Luna Foundation Guard (LFG), the non-profit entity backing the original Terra chain, on Friday shared an update pertaining to the distribution of the remaining assets held in its reserve. In the aftermath of the Terra crash, the Singapore-based organization said it planned to compensate investors, specifically the small holders, using the balance from failed efforts to maintain the ecosystem’s peg and defend the chain from possible governance attacks.
“The Foundation’s remaining reserves consist of the following assets: 313 BTC, 39,914 BNB, 1,973,554 AVAX, 1,847,079,725 UST, 222,713,007 LUNA (of which 221,021,746 is currently staked with validators). The LUNA previously staked is unbonding, and will be returned in 20 days. The Foundation is looking to use its remaining assets to compensate remaining users of $UST, smallest holders first,” the LFG declared following May’s crash.
Legal matters impede distribution plans
LFG records show that the remaining holdings, including the Bitcoin loaned out to OTC trading entities as proposed by the LFG council, equate to $105.65 million at the time of writing. The figure represents a significant shrink from north of $4 billion at one point in May.
LFG Reserve Balance snapshot
The Foundation reaffirmed its intent to distribute the remaining assets to holders in the latest update but said “ongoing and threatened litigation” prevent it from going through with the same. The communication means holders impacted by the ecosystem crash will have to wait for an indefinite period for any form of reimbursement. While the team promised to share updates on new developments, it is unlikely that compensations will be made before all legal issues around Terra are resolved.
Several, including investor-turned-whistleblower FatMan Terra, challenged the response from Terra’s backing organization. In a comment, the pseudonymous user demurred and demanded that the LFG “fulfill [its] promise,” referring to the commitment to refund affected victims after ‘scamming’ them.
The LFG’s update comes in the same week South Korea’s markets regulator, the Financial Service Commission, was summoned to appear before lawmakers in the annual parliamentary audit. Among other agendas, the Thursday audit session sought to uncover the truth behind Terra’s crash. The annual event, however, didn’t bring forth much.
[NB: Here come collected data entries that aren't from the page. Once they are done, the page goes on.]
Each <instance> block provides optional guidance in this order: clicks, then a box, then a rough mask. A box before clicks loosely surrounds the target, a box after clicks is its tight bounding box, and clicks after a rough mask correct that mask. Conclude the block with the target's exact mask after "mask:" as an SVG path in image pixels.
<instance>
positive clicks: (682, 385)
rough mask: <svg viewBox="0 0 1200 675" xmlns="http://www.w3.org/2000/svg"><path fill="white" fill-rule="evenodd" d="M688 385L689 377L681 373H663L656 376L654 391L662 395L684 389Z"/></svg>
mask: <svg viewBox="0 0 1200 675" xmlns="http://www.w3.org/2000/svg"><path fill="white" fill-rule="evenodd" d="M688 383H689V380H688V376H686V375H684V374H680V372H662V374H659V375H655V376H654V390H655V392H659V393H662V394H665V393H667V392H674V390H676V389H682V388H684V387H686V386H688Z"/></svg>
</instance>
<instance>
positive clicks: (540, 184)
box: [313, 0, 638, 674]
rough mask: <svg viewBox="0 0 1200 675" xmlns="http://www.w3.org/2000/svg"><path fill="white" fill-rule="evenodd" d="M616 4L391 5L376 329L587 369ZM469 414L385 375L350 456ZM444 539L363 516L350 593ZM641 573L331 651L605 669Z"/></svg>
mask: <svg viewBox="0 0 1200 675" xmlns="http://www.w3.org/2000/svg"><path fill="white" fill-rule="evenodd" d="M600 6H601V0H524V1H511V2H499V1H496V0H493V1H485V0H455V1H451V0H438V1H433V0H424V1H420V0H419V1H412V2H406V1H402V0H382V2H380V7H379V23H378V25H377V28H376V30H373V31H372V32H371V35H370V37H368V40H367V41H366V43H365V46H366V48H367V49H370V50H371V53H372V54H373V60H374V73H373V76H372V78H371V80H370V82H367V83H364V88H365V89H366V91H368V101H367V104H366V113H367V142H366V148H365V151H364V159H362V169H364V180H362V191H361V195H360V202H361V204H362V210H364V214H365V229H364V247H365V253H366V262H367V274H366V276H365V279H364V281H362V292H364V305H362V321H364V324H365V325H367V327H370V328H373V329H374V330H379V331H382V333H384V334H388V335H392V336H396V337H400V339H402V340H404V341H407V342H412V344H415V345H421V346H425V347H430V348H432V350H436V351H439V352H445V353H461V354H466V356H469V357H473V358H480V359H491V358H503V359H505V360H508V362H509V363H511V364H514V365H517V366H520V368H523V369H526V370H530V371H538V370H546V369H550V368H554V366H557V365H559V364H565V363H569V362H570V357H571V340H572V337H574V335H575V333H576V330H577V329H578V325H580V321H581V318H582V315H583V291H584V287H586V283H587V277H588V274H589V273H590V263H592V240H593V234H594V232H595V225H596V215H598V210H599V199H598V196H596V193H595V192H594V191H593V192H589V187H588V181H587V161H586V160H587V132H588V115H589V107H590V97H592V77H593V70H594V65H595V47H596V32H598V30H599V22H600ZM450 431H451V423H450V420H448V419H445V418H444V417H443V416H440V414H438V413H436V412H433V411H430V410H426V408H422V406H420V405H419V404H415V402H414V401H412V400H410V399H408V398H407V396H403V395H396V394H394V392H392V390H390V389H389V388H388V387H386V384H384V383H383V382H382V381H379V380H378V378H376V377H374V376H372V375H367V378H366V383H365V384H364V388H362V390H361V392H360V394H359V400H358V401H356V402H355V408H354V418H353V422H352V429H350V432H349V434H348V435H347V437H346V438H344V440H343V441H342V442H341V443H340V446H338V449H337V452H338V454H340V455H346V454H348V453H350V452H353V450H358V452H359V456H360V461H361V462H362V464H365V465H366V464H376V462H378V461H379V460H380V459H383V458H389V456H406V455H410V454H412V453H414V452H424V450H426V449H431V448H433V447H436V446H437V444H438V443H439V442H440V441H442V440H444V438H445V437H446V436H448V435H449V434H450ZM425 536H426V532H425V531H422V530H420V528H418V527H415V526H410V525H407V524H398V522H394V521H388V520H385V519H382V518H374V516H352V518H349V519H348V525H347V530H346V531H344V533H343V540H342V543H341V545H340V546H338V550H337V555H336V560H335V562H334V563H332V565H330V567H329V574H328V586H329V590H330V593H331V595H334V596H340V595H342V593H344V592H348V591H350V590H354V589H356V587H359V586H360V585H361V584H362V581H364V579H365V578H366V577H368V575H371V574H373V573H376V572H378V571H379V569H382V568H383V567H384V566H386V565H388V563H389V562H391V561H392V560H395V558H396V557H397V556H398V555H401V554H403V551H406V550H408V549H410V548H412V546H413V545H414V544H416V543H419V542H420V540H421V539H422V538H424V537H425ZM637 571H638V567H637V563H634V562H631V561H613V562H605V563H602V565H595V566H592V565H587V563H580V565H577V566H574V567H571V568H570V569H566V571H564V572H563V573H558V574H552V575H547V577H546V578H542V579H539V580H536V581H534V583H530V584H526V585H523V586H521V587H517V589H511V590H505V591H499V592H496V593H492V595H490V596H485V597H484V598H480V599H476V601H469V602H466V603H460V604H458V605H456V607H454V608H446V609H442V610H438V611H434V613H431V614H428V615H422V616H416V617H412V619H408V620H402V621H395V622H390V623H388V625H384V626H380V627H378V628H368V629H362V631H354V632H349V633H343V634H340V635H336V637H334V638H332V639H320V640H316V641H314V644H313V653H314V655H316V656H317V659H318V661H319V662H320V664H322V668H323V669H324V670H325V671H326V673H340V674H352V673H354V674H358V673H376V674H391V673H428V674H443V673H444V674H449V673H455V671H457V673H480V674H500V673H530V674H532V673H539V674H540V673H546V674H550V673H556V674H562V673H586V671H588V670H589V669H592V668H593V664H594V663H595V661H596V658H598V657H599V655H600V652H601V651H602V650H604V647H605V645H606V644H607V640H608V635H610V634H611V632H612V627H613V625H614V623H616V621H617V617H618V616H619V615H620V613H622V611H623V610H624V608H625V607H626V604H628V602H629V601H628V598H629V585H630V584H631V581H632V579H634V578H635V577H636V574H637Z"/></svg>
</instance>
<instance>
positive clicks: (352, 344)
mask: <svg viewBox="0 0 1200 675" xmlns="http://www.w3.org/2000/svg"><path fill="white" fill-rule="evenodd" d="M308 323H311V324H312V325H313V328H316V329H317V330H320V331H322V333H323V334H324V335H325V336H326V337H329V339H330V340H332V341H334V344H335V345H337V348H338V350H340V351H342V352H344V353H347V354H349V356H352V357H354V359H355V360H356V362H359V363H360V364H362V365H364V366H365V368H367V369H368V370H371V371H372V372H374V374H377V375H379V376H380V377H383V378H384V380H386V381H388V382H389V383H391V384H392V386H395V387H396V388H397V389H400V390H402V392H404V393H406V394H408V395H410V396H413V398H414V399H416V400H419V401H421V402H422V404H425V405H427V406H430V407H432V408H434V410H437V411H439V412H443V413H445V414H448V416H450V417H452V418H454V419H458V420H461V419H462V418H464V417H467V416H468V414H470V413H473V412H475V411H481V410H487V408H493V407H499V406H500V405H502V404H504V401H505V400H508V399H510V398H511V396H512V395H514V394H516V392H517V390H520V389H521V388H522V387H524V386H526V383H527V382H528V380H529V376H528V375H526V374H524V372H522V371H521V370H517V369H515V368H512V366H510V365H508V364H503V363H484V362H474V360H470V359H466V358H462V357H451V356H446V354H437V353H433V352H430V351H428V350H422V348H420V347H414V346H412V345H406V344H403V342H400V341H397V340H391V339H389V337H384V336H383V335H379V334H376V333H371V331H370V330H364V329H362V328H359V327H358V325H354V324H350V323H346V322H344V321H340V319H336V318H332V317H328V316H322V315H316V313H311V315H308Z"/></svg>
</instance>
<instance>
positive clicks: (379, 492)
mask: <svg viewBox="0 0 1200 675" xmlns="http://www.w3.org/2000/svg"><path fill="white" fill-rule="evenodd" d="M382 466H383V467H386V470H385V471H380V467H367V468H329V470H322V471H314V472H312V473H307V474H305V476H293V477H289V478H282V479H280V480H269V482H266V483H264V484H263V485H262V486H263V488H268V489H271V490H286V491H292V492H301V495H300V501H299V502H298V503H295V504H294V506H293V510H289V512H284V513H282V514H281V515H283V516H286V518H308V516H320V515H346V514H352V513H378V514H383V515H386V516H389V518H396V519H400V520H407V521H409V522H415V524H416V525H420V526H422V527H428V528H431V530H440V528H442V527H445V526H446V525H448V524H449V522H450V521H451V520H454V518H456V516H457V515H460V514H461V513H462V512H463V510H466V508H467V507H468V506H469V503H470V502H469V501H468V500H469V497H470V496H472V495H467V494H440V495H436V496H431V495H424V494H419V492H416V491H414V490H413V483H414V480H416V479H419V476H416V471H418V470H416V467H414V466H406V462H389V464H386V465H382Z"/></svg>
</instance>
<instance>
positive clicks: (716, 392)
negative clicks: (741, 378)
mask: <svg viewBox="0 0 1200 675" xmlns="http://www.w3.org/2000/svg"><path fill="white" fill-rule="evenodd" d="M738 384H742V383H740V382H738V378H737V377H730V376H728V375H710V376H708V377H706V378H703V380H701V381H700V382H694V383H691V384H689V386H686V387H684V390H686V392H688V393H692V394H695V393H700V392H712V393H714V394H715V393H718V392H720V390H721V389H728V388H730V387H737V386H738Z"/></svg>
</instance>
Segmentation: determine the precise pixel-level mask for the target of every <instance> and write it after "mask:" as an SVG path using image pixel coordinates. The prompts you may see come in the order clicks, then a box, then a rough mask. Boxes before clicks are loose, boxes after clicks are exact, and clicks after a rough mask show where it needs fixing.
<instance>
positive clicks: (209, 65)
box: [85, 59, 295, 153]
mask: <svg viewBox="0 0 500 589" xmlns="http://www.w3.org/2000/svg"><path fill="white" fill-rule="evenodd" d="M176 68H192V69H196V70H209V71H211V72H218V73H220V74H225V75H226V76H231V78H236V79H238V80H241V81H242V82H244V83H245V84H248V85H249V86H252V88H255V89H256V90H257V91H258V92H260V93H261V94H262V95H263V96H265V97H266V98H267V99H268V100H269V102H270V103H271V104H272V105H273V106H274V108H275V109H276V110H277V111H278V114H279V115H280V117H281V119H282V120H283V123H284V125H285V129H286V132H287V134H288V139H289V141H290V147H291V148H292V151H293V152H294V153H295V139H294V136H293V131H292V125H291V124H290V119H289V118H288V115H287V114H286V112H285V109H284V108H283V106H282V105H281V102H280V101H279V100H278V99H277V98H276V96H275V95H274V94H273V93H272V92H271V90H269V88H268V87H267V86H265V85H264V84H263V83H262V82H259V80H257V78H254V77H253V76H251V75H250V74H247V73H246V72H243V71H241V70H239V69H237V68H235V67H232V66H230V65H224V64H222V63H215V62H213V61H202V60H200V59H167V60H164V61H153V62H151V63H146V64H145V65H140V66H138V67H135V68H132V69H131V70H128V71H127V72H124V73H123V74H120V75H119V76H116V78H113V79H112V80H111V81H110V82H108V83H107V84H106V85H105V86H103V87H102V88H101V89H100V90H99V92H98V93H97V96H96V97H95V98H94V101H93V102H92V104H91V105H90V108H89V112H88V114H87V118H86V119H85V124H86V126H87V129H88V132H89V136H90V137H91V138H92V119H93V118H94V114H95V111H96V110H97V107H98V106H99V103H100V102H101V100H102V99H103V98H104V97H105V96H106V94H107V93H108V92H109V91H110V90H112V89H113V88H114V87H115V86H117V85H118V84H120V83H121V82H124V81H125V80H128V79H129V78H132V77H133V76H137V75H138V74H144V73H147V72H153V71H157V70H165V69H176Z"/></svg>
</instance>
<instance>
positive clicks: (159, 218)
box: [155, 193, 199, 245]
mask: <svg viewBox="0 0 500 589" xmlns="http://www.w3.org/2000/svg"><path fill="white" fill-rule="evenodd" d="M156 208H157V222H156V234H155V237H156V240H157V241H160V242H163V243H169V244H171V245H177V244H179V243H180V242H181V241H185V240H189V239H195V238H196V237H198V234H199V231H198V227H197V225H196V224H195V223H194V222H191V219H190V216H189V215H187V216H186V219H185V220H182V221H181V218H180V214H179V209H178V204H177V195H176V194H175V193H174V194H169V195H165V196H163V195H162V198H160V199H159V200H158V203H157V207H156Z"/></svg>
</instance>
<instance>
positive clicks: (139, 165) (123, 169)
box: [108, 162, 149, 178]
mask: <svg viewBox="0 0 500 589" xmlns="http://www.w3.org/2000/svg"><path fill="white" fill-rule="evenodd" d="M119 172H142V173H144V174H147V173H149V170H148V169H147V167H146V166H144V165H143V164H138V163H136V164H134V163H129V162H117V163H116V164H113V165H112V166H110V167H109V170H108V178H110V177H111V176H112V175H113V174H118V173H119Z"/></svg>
Keen observers and other closely-following parties described it as one that underdelivered.
Still, investigations into the implosion of Terra continue, with the latest update on the same being the release of a previously arrested Terraform Labs’ employee. The reported arrest of Yoo Mo, who oversaw Terra’s general affairs and business operations, on Thursday marked the first apprehension of a person linked with the case by South Korean authorities.Bottom of Form
Terra (LUNA) down 87% since going live in May
The LUNA token, birthed as part of the new Terra chain in May, has lost value in equal measure, if not worse, as tokens that had peaked long before it went live. Market data shows that the token has retraced 87% from around $20 – its price on the first trading day. While no other top altcoin has recorded gains going by the 19-week timeline, the criticism of LUNA’s price action is reasonably fair. No top alts have slumped as much as it. For context, Bitcoin (BTC), Ethereum (ETH), and Cardano (ADA) have lost approximately 32%, 24% and 8.69%, respectively, during the same period.
More recently, LUNA price shot up earlier this week, trading as high as $2.70 following Binance’s announcement of the first LUNC token burn implementation.
LUNA/USD trading chart
The fleeting mild gains in the LUNA/USD pair were fueled by a positive market reaction after the exchange posted the first numbers representing the token equivalent of its spot and margin trading fees on LUNC pairs. Figures from this burn, valid until further notice, are updated every Monday. Binance CEO Changpeng Zhao revealed on Tuesday that the first reporting was $1.8 million in LUNC, roughly 5.8 billion LUNC.
LUNC token burn snapshot
LUNA was at writing on Sunday spotted hovering around $2.50 on the crypto aggregator platform CoinMarketCap. Markedly, this recent hype around LUNC has resulted in many within its community asking trading platforms like Gemini, Coinbase and Robinhood to consider listing the token.